The right word spoken at the right time is as beautiful as gold apples in a silver bowl. Proverbs 25:11
It was over 7 years ago; our first child was two years old and our second was about two months old. I had the brave idea to take them both to the splash park in the summer by myself. My husband had gone back to work after a brief parental leave, so it was just me and the children. I loaded them into the car and off we went on our merry way.
When we got there, I strapped the baby onto me in the baby carrier as I lead his sister all through the splash park. It was fun and she was having a blast but for children that age they need an adult every step of the way to help her up the steps, to help navigate anything that was too high for her to come down from and basically to hold her hand so she does not trip over her own feet, all while carrying a two-month-old baby and as my body continued to recover from pregnancy and giving birth.
For anyone who has been in a similar situation, you know that it gets tiring and draining quickly. I was trying to keep a positive attitude, telling myself that at least I’m getting a workout in. Oh, did I mention that I was getting sore and engorged because the baby needed to be breast fed?
In the midst of all this, I spotted a delightful scene out of the corner of my eye. Over to the side in the grass was this mom. She was reclining on a blanket, surrounded by snacks and reading a book. How relaxed she was, juxtaposed against my full hands and chaotic state. Our eyes met for a brief moment as she looked up from her book and smiled at me. Usually when this happens, the other person will just smile or nod to acknowledge you then get back to their business, but when our eyes made contact, she spoke directly to me and said don’t worry this will be you in a couple of years when your children are older and more independent. You will be able to relax, enjoy a good book while eating snacks and watching them from a safe. This is just a season, soon your children will grow, be responsible and self-sufficient, then you will be me.

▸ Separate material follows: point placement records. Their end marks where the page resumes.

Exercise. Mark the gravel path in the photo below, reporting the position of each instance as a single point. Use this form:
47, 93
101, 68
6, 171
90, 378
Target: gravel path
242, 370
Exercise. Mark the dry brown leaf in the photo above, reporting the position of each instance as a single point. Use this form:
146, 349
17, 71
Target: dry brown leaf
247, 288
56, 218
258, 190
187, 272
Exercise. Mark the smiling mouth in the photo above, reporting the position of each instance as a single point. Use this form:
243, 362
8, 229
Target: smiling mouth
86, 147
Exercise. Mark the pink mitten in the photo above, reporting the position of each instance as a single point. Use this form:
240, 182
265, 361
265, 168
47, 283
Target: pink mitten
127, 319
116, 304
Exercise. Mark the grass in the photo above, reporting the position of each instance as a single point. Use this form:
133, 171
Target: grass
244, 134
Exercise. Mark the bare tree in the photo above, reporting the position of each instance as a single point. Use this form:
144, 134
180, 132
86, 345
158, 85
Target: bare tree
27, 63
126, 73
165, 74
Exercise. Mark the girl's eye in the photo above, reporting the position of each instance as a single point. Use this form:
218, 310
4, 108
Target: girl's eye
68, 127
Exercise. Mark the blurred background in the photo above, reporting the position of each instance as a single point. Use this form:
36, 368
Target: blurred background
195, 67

I know she could see it in my eyes as I looked at her longingly thinking wow, it must be nice to be so relaxed. Our conversation, or to put it more accurately, her encouragement did not last up to even three minutes. But the effects of what she said to me reverberated through my early motherhood journey.
Those few words that a random mom who did not know me and who I have never met again since, carried me through tough seasons that moms of little ones experience. Whenever I felt overwhelmed, I recalled that conversation and it encouraged me to know that this is just a season I’m passing through so I will do my best to enjoy these years. Give it your best, let them enjoy there day as best you know how. DO things that they find fun like running in the grass, playing at the splash park or putting on rain boots and stumping through puddles. I have heard it been said that the days may be long, but the years are short. This is so true. The few minutes that this kind Mom took to speak into my life from experience and encourage me with those few words; I do not know if she fully understood the gravity that they would have in my life and the ripple effect of her one act of kindness.

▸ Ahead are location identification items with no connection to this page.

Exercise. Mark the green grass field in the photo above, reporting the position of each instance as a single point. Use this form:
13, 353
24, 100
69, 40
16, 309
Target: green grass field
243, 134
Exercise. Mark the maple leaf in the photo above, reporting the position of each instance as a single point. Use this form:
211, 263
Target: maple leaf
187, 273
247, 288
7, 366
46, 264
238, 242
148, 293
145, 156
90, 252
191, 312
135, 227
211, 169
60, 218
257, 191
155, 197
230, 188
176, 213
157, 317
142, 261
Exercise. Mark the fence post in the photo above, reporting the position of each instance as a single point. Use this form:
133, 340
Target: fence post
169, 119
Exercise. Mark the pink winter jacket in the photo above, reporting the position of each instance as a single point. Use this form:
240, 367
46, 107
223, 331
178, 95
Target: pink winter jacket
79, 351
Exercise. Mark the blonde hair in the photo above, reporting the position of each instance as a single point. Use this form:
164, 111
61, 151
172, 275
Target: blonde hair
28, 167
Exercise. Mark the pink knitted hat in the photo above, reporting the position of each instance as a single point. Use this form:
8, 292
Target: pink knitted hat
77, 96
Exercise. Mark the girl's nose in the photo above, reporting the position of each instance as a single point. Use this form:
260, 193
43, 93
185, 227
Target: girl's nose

I still remember every word she spoke to me. Even though it was over 7 years ago, I remember it like it was yesterday. That is how profound her words were to me and I held on to them for those years that my children were little whenever I felt overwhelmed, I remembered her words and that encouraged me greatly. So, whenever you have a chance to encourage another Mom from your experience, do it! The conversation does not have to be long, it could only be just a minute or two but it will literally hold that Mom up front for those more challenging years. It will mean so much to her just like it did to me so please do not hold yourself back whenever you feel the need to speak words of encouragement. And it does not have to only be to people that you know. This woman did not know me but she recognized something familiar in me. She remembered how it was being with such little children by yourself the physical, emotional and mental toll that comes with it. Yes, children are a gift from the Lord and yes, you are being intentional about enjoying this blessing but that does not take away from the fact that it does get overwhelming at times but guess what that is not where the story ends. The children will grow up, they will be more self-sufficient, and you will have more time to relax, sit back and just watch from a safe distance.
Our words have power so speak life and encouragement. Let somebody know that there is light at the end of the tunnel. Encourage every mom you see in the trenches and let her know that she will not always be in the trenches of running after little children. They will grow, they will be more self-sufficient, and you will have more time to sit back watching them from a safe distance with gratitude that you were there for them when they were much little and needed you to hold their hand through the splash park.
A couple of days ago we were out with some moms from our homeschool community. The moms with toddlers had to hold their hands and literally follow them everywhere to make sure that they were safe, to help them up and down the slides and other structures while I was sitting in a corner with other moms of the older children that were more independent. We were sipping on our coffees and having casual light hearted conversation for the entire 3 hours as the children played a safe distance away, occasionally coming over to say hi or take a gulp of water. Oh my goodness! It dawned on me that I am that mom now! I’m now that relaxed mom I met at the splash park those years ago and she was right! That season of my motherhood journey has passed and I’m now in this new season.
I remember how encouraging it was when that mom told me that this is just a season and pretty soon I will be where she is and I took the opportunity to encourage them and I said this just a season, soon your children will be grown more independent and more self-sufficient and you will be me sitting down sipping on a cup of coffee as you watch them from a safe distance.